Certainly it is important that we as individuals to come to terms with our own identities, that we come to know and accept ourselves as we are and strive to name that which gives meaning to our lives. We in this congregation embody that conviction in the first half of our mission statement: as a Unitarian Universalist faith community, we seek to nurture individual search for meaning.
But as a religious movement we must also make the larger connection. Meaning occurs in a context, in the company of others and amidst a dazzling world. It signals the creating of a commitment, a stance we take in the face of the shower of confounding forces in our lives. Here we name that stance in the second half of our mission statement: to work together for freedom, justice and love.
The question, “Whose are we?” invites us to take that a step further, to acknowledge that we are not mere atoms bouncing around in space, that we are involved in the world around us and that there are claims upon on us.
Initially, for most of us this is not an especially controversial observation. We are parents, partners, children, siblings, friends. Each of those relationships implies a claim of some kind that other people have on us.
But are there any deeper claims upon us? Time was once that people saw the world as their playground to use or despoil as they pleased. But the more we learn about how life works on this planet, the more we appreciate the folly of that attitude, not to speak of how it has endangered our own future and that of the Earth. So, it is hardly a reach to open the circle of our concern to the circle of all life. Whose are we? We are the Earth’s, and we have a responsibility to its flourishing.
How much deeper can we go? Here we enter the realm of theology. How would it be to see ourselves as integral to all that is, woven deeply into the Web of existence? We reach a boundary where words no longer serve us well.

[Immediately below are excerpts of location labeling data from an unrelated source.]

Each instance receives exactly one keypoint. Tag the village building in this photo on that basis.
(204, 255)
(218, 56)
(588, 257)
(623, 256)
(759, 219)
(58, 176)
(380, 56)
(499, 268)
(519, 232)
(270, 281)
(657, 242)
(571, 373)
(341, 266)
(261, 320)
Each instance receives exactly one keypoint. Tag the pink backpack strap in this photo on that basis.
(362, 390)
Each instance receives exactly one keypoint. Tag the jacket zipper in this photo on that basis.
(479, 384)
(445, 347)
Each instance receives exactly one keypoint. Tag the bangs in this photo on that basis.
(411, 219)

We can speak of God, the holy, or perhaps just the mystery out of which all things emerge. Whatever it is, we are not divided from it, cast out to drift alone. There is somehow, somewhere the half of a torn Valentine heart offered to us, inviting us to “be.”
My wife, Debbie, tells the story of taking part in a summer workshop where participants were asked by the organizer to write down what they thought of when they thought about happiness. Most of the participants brought up peak experiences: childbirth, weddings, athletic successes, and so on. She, though, was among a minority who pointed instead to less dramatic occasions: being with friends for a simple dinner, or out hiking on a beautiful day.

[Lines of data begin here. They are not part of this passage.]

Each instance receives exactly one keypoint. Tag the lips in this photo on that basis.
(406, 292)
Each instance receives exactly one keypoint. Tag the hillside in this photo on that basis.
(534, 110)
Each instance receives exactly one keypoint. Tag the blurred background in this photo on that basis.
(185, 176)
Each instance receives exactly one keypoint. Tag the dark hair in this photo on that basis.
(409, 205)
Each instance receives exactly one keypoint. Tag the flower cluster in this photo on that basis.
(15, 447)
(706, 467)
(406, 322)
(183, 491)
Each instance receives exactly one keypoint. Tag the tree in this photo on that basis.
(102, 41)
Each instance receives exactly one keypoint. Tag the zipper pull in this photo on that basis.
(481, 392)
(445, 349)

This brings to mind Carl Sandburg’s image: leaving the philosophers “who teach the meaning of life” and the famous executives “who boss the work of thousands of men” to find true happiness in a family of immigrants gathered under a tree on a riverside with their children and a keg of beer and an accordion.
Happiness, perhaps, is less complicated than it’s been made out to be. Pursuing that which brings about our own flourishing need not be the impossible object that Alexander Pope imagines, but it will demand of us that we take stock of the threads of connection that bind us.
These days, I must tell you, I have a different feeling about family gatherings. Perhaps it’s my own aging or the losses I’ve experienced in recent years, but those people, even the ones I haven’t seen for years, are now precious in my eyes. I am acutely aware of how little time in the end we are given to be with those with whom we are connected.
And so, should I be asked on such an occasion, “Are you happy?” I’d be inclined to look over the room of these people I know and have come to love and respond simply, “I am.”